Peripheral Access Module (PAM)
I'm reusing SRX2's PAM module to allow the portable to communicate with the I2C devices via USB.
Smart Motor Controller (SMC)
Why change what isn't broken right? I'm using a slightly modified SMC codebase (accounting for different drivetrain).
Input/Output Module (IOM)
The IOM is reused to simplify access to the Sonar and compass.
The Compass is a CMPS03 from Devantech.
It is read by the IOM using a softare based I2C master (My master I2C bus runs at 400Khz which causes trouble to the CMPS03.)
an old Devantech SRF04. A more recent one would be nicer 'cause I'm forced to read this one using software I2C (on IOM).
Might consider using a second one later to better avoid obstacles.
I've changed camera once more. This time opting for a Logitech Quickcam 9000 with Zeiss high quality glass lenses and UVC interface to simplify driver support under linux.

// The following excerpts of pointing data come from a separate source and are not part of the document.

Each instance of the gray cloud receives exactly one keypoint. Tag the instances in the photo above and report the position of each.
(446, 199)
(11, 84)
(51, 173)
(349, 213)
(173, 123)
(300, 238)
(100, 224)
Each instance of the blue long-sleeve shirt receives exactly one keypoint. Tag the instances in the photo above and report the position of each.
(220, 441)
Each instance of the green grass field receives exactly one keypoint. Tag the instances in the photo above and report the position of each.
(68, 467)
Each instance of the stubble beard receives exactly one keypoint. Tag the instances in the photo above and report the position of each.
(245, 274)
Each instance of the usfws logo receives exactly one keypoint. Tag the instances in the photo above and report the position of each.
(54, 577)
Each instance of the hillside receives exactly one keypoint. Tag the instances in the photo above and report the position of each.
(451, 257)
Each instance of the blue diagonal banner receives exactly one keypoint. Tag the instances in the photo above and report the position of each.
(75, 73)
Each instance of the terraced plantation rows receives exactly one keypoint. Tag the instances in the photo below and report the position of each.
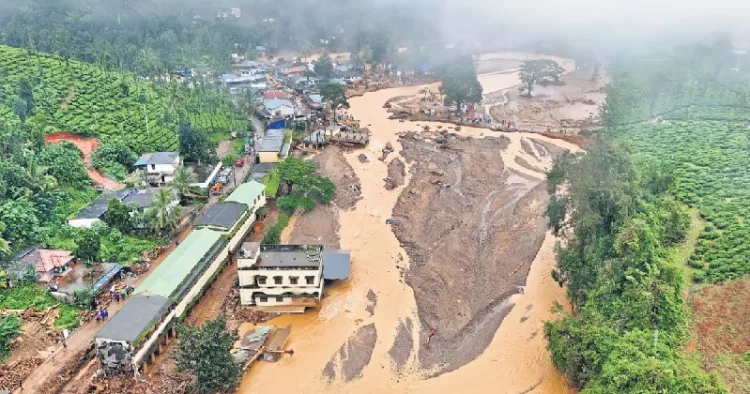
(711, 164)
(85, 99)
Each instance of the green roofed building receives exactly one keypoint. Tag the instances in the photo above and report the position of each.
(179, 271)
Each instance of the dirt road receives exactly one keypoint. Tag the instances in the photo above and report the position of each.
(86, 145)
(515, 359)
(47, 374)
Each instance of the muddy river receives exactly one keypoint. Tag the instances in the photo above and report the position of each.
(516, 360)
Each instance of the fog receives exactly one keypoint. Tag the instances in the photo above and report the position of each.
(604, 26)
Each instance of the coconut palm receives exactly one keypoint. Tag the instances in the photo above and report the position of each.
(164, 215)
(4, 244)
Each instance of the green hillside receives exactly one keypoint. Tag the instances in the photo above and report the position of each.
(86, 99)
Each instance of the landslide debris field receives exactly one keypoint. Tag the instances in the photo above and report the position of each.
(471, 227)
(321, 225)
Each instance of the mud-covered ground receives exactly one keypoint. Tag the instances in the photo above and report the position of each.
(321, 225)
(353, 356)
(471, 229)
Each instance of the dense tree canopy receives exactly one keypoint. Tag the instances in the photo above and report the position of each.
(460, 84)
(538, 71)
(303, 186)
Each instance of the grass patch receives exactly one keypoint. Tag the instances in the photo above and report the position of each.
(272, 182)
(273, 235)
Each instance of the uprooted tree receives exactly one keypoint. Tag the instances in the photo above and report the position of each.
(460, 84)
(204, 353)
(538, 71)
(303, 186)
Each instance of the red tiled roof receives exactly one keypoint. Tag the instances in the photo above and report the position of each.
(51, 258)
(273, 94)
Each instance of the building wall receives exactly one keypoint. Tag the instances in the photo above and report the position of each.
(268, 157)
(248, 277)
(82, 223)
(161, 168)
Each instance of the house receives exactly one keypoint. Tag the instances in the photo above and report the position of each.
(314, 101)
(47, 263)
(159, 167)
(302, 83)
(273, 148)
(261, 170)
(279, 107)
(247, 68)
(286, 278)
(287, 69)
(315, 140)
(95, 211)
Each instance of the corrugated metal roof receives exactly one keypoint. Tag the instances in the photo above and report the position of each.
(336, 264)
(223, 215)
(173, 271)
(246, 193)
(137, 316)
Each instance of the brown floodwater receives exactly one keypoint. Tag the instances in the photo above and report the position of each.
(515, 361)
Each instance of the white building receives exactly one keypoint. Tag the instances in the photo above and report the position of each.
(159, 167)
(287, 278)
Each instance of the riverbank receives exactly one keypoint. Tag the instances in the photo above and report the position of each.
(514, 358)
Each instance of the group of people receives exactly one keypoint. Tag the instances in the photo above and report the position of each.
(102, 314)
(122, 293)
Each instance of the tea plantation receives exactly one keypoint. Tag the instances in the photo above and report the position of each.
(86, 99)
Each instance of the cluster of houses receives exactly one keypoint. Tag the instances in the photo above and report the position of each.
(287, 89)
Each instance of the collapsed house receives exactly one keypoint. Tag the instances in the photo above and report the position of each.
(147, 321)
(287, 278)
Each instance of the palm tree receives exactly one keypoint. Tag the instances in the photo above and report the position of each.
(4, 244)
(182, 180)
(164, 215)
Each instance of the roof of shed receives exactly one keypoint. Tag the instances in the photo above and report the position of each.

It's quite good and although I tried hard to counter the automatic exposure adjustment It ended up being a blessing as I noticed once my colour thresholds are set they remained almost dead on from indoors to outdoors!
The only side-effect to this is that the frame-rate varies accordingly to the amount of light available so indoors the frame-rate can get as low as 5fps!
To counter this effect I've tried to decouple the Vision thread as much as possible from the faster running sensor thread. But in brighter lightning conditions or even outdoors it runs at 15fps+.
The software is mostly reused from SRX2's unfinished codebase.
In short it consists of a 3 layer architecture composed of
a motor schema based reactive lower level, a simple schema sequencer middle layer and a static planner (merely an FSM for now) at the top.
The current prototype uses NPTL threading to seperate the various module into threads to maximize performance.
There is a machine vision thread that provides the perceptual schemas with vision data they can use to guide their decisions.
There is an executive thread that runs a TCP server which responds to query from a Tcl/Tk GUI via ethernet/Wifi.